The dilemmas of Bhīṣma, Droṇa, and Karṇa have an application in recent American politics. Were Robert E. Lee and Stonwall Jackson good men? Did they know they were fighting in a evil cause? Was Lee, especially, bound by honor to his State, Virginia, right or wrong? Should Lee himself continue to be, as it happens, honored? Bhīṣma, certainly is. The moral issues of the Mahābhārata thus may be universally sobering.

I am familiar with two video versions of the Mahābhārata in Hindi, one from 1988 in 94 episdoes, produced by B.R. and Ravi Chopra, and one from 2013, produced by Swastik [! !] Productions Pvt. Ltd. The former was too early for much sophistication in special effects, which are generally cheesy and sometimes ludicrous. However, the casting and acting are brilliant, and the story is presented in some detail. The 2013 production, naturally, excels in special effects and is beautifully done, but it leaves out large parts of the story, perhaps to avoid the strange, uncomfortable, or embarrassing features of the original epic. There is a little of that in the 1988 version, which avoids the story of the odd origin of the Kurus and skips over the case of suttee on the part of Madrī. However, the 2013 version gives us almost no information about the birth of any of the major characters, without even the detail of Dhṛtarāṣṭra being born blind, or why that happened. Instead, we get largely irrelevant comments to the audience from Krishna, long before he is even introduced into the story. I do not find that helpful, or even interesting. Thus, the 1988 version remains superior, despite the demands it makes on more sophisticated viewers.

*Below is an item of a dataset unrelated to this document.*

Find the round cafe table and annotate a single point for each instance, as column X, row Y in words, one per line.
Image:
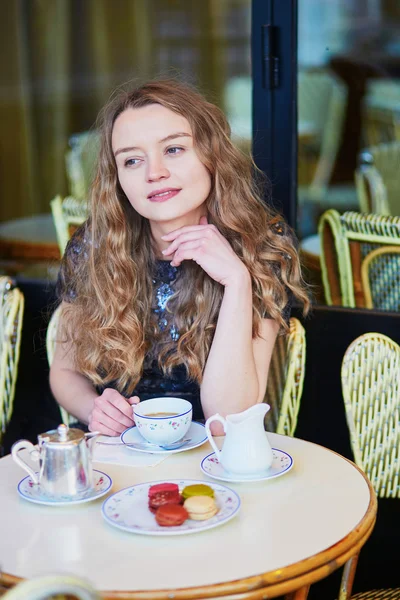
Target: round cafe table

An ambitious version of the Mahābhārata as a play was first staged, in French, in 1985. It was translated into English by director Peter Brook in 1987 and performed thereafter for two years, on world tours, in both French and English. The play was nine hours long, expanded to eleven hours with breaks. With an international cast, it transformed the story into a world, not just an Indian, epic. It contains some details that the Hindi versions do not have, including a treatment of the story after the battle, which the 1988 Hindi version completely skips. But the play also reduces the Bhagavad Gita to about five minutes, with little evident understanding of what it is all about. A six hour version of the play was produced for a mini-series in 1989, later released on video; and a three or four hour version was then given a theaterical movie release.